They're standing in the doorway of the main room, watching Sam sleep with his head pillowed on his books. The nostalgia overwhelms Dean a little, watching Sam conked out like that, knowing he'll wake with the imprints of the pages on his cheek like he did when he was fourteen. 

"What do you mean?" Dean asks. He only had a mother for a little while, and he almost never thinks about her anymore. That in itself is a sad statement, and he has to look away from Cas for a second to get ahold of himself.

Cas pauses, the way he always does when he's trying to work out how best to explain himself to Dean.
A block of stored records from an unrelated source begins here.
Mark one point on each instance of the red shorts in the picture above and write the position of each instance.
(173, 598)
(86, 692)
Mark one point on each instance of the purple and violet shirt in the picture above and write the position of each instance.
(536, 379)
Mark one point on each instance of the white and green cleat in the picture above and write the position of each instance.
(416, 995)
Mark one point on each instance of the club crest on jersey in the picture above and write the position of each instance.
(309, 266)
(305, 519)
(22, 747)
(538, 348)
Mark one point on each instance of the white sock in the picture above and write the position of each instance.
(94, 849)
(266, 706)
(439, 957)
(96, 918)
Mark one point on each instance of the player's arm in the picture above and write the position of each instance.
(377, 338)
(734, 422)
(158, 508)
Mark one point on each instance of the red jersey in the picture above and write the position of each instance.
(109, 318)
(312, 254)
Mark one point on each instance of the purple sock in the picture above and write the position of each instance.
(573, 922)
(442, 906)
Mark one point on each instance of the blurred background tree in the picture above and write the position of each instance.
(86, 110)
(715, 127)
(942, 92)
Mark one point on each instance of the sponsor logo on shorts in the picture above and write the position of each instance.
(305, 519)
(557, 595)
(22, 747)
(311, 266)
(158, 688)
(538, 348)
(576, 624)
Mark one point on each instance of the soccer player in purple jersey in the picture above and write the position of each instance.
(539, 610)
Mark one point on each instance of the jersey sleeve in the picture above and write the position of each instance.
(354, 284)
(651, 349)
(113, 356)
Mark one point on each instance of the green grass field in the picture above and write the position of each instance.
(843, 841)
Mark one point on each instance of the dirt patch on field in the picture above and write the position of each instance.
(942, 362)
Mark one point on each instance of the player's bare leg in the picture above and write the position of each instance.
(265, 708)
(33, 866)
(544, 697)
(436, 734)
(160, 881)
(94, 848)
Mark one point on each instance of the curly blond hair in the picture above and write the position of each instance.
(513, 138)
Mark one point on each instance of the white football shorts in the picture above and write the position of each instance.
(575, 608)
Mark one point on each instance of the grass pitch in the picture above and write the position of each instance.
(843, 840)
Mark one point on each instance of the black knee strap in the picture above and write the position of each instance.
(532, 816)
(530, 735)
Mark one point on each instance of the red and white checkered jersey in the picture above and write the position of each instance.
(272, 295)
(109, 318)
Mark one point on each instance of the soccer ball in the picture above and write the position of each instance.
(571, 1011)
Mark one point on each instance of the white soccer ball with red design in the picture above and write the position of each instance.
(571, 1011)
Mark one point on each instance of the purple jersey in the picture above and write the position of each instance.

Dean grins. He can almost hear the wheels turning. "Sam said he never really had a mother, not like you did. He doesn't have any memories of her."

Dean nods, swallowing back the protectiveness that swells up in his throat.

"I also had no mother," Cas says, curiosity evident in his voice. Dean's glad to hear something that isn't flat disinterest, his reaction to nearly everything for the last several weeks. 

"You were never a kid, either," Dean answers, and then turns to look at Cas, because he's not actually sure about that. "Right? You were hatched full-grown?"

Cas smiles ruefully. "We were created in our final forms, yes. We did not have to grow or learn or be protected."

It's Dean's turn to smile ruefully. "Maybe that's the problem," he says. "Maybe if you had someone to kiss your knee when you scraped it or to sing you a lullaby before you went to sleep, you'd know what's so special about being human."

Cas hums thoughtfully. "You did those things for Sam when he was small."

Dean laughs. "Yeah, guess I did. I'm a poor substitute for a mom, though." As if he's listening, Sam shifts, spreading the books out a little further and settling his head on his arms.

"I think Sam would disagree," Cas says, turning his back on them and heading down the hallway to the room he chose as his own.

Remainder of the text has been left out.